Even though international trade resumed in the wake of the gradually unlocked scenario, the previous pace of trade affairs is yet to be restored with the recurring pandemic situation from time to time in various countries.
In addition, the usual supply chains of a slew of merchandise have also been immensely impacted as the international trade practice and domestic production has been disrupted.
Reports said that the grim condition had got bettered up somehow in October last year (2020), yet another pandemic wave that swept with a vengeance again further handicapped the picking-up economic condition during March, April and May this year. The hangover reportedly lingered till August.
Thus, the imports and exports of the manufactured products and raw materials since October last year could not be transacted. The money matters got hit hard yet again in the ASEAN regions, let alone the other south-Asian countries like India and neighbouring nations.
Pertinent to note that Vietnam, Thailand and Malaysia are reportedly deemed the core manufacturing hub of southeast Asia.
Reports stated that southeast Asia’s growth forecast by September this year (2021) was predicted to be a dipping 3.1 per cent from that of 4.4 per cent while it has been downgraded from 5.1 per cent to 5 per cent for the ensuing year of 2022.
Experts have identified five key sectors for the revival of the economies of the southeast Asian nations.
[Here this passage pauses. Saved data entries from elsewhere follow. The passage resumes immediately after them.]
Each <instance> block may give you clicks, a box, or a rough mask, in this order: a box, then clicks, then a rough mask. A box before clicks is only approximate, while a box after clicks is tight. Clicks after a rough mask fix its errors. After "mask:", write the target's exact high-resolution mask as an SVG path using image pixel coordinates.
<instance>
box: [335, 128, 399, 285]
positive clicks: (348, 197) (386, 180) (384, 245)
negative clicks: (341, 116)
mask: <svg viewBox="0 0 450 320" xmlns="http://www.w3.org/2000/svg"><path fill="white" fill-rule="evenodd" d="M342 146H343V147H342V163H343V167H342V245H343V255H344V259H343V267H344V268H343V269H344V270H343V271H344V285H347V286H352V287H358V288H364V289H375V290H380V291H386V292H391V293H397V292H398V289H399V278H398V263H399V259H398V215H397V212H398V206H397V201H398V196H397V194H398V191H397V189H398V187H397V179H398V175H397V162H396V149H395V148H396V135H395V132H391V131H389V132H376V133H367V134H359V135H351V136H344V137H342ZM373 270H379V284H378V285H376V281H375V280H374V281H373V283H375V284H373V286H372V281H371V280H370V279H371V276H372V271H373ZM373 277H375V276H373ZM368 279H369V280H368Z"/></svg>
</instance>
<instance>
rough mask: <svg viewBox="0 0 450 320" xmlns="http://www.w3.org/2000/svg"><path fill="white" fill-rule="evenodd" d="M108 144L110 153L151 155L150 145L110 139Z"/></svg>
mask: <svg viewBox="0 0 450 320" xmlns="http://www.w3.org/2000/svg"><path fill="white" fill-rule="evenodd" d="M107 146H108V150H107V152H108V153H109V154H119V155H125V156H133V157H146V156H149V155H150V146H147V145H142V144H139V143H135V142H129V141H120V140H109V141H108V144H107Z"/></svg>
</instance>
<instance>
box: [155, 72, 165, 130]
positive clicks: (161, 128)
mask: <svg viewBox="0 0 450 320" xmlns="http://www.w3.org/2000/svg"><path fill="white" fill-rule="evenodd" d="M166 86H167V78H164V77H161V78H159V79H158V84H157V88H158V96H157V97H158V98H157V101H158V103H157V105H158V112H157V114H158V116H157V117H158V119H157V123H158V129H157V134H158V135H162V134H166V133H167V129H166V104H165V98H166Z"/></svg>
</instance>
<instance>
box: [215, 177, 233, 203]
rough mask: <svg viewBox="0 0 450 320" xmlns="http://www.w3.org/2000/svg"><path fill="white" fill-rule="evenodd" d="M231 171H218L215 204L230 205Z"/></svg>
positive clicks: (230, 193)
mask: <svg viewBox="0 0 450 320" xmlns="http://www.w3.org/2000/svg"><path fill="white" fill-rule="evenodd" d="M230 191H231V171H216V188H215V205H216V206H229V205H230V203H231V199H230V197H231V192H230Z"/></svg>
The five key sectors have reportedly been identified as tourism, electronics, digital trade, agro-processing and garments.
Even the Asian Development Bank (ADB) has been laying stress on its proposal to focus and harness multi-lateral cooperation among the ASEAN. It is being implemented in true letter and spirit among the Southeast Asian nations as they have been meaningfully associated and maintain close coordination.
Hence, it is expected that such a sincere practice would result in a slow and steady economic recovery in the backdrop of the plundering pandemic.
“Slow and steady wins the race” - goes the age-old adage. It is being anxiously awaited and watched at the consistent and steady economic resurrection of the ASEAN and other Asian nations, including India.